El entorno social, desde la niñez define a la esencia de una persona. Los lugares que hemos frecuentado, la gente con la que hemos compartido es determinante en lo que llegamos a ser. Estos lugares al principio no los escogemos, normalmente los imponen las circunstancias, a partir de allí, escogemos simplemente si nos gusta más este bar o aquél, pero siempre con la limitante del barrio o de la ciudad o el país que nos ha tocado.

En este contexto, los bares y cafés, lugares donde hemos forjado opiniones y emociones muy fuertes son parte de nuestra historia.

Mi adolescencia en Cochabamba estuvo marcada, como la de muchos por Metrópolis, Kefrén o Las Planchitas.

El primer lugar de consumo fue el kiosco del parque La Torre, con las desdentadas “cancheras” que administraban el futbolín, siendo anfitrionas de donde maquinábamos planes, barbaridades y fechorías para el ejecutar en el colegio.
Más adelante nos mudamos al té Oriental, de los hermanos Sadé. Riquísimos buñuelos y cuñapés nos han soportado muchas tardes de chachas (léase pellas) del cole, del atle, del cba, y otras obligaciones varias.

En el último año del Loyola, mi formación más intensa se trasladó de las aulas a Las Planchitas. Gracias a una cierta calamidad de profesores entre las que destacaban uno de química y otro de matemáticas, estudiantes universitarios aún probablemente, tuvimos que ir a cultivarnos a una suerte de chichería en ese entonces, y hoy un próspero salón de comidas populares. Despilfarramos muchas tardes del último curso del colegio conociendo lo que era el guarapo y las reacciones del cuerpo de mis compañeros ante el alcohol.

Las noches cambiaron en la Universidad. Con la entonces vigente Ley de mayoría de edad a los 21, no quedaba más remedio que dar vueltas y vueltas durante horas en mi Brasilia 1977, llena de humo y de canciones de Lou-Kass, pasando de rato en rato por Automanía para ver a las “buenas”, justificándonos que las que iban ahí eran todas tontas y que ellas se perdían de nosotros, los inteligentes. Miles de “tontas”, noche tras noche, entre las que estaban nuestras hermanas, amigas, primas y otras conocidas.

En España tuve varias etapas. Sin duda el bar más importante de todos fue El Rincón del Cómico. Lugar típico por la decoración desenfadada que le hace honor a su nombre. Ornamentada y perfumada con motivos alucinógenos, parecía ser contradictorio con el cartel que tenían al lado de la caja y que rezaba “prohibido consumir drogas”, ironías de la vida.

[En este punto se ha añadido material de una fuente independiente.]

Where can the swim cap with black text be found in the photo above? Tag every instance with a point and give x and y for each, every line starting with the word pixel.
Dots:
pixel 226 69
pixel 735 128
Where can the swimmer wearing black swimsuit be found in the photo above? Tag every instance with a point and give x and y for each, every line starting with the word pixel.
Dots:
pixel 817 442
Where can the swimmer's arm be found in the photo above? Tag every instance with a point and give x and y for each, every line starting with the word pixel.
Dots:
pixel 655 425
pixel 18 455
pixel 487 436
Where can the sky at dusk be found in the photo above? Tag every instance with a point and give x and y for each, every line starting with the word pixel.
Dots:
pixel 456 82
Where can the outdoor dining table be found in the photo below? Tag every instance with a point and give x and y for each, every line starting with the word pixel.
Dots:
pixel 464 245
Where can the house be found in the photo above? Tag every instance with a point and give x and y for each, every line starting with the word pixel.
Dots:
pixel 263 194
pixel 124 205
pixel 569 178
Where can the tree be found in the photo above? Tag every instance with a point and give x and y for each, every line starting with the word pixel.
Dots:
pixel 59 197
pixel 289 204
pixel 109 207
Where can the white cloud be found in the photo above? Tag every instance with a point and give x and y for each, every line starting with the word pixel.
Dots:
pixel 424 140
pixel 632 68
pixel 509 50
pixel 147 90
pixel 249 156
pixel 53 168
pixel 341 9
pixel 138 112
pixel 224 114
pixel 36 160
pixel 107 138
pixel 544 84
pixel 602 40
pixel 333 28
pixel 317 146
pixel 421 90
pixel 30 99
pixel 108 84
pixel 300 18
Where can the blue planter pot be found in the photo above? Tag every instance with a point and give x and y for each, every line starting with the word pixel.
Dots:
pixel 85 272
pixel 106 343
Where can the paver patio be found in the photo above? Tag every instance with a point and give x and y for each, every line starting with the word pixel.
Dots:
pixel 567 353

También en Valladolid fue importante para mí El Informal. Famoso por su horrenda decoración. Totalmente kitsch, este bar de barrio, mezclaba imitaciones de mármol, cristales rotos, pilares griegos, cuadros naif, letreros de neón, papanoeles de cocacola y máquinas tragamonedas.

Podemos mencionar otros como el Tío Molonio, ex propiedad de los rockeros Celtas Cortos, con buenos lunes de erasmus o miércoles de música en directo; el Desierto Rojo con sus extravagante decoración en base de inventos caseros; la Chupitería Paraíso y su ecléctico público universitario degustando toda clase de pociones servidas en vasos diminutos (chupitos); el Herminios Jazz; la Española Cuando Besa o el Penicilino con sus octubres de Seminci (Festival de Cine), donde aparecían toda la suerte de intelectualoides pucelanos, temporada en que todos se dejaban la barba, se despeinaban y descolgaban sus boinas. Como decía Flores, los culturetas de vitrina.

En Palencia tomé cariño al Malecón, intento de bohemio pero con clara tendencia pija (léase jailona en Bolivia); al diminuto Picapiedra con el infaltable Piyayo y sus heavys amigos al mando; al Martirio y sus cascadas de vino con mora desde sus típicos porrones; el Universonoro, que era un viaje al mundo del Principito (por la decoración y la sensación de que te tragaba una víbora) y el Utopía con buen rock en una ciudad donde abundan los bisbaleros.

En Burgos se me viene a la mente el Marmedí, donde la decoración y sus telares está en constante cambio, trata de aplacar el frio de esta hermosa urbe. En León está el originalísimo La Bicha cerca del Húmedo, excelente para los peregrinos agotados del Camino de Santiago. Acá fue donde comencé con mi grupo la caminata y los callos en los pies. Salamanca, con esa plaza Mayor, en sí es un boliche completo.

En Madrid sobresalieron los Cien Montaditos para los degustarores, Larios para los bailones, los bares de Malasaña cuando estábamos tranquilos y para rematar la noche o comenzar la mañana, la Chocolatería San Ginés.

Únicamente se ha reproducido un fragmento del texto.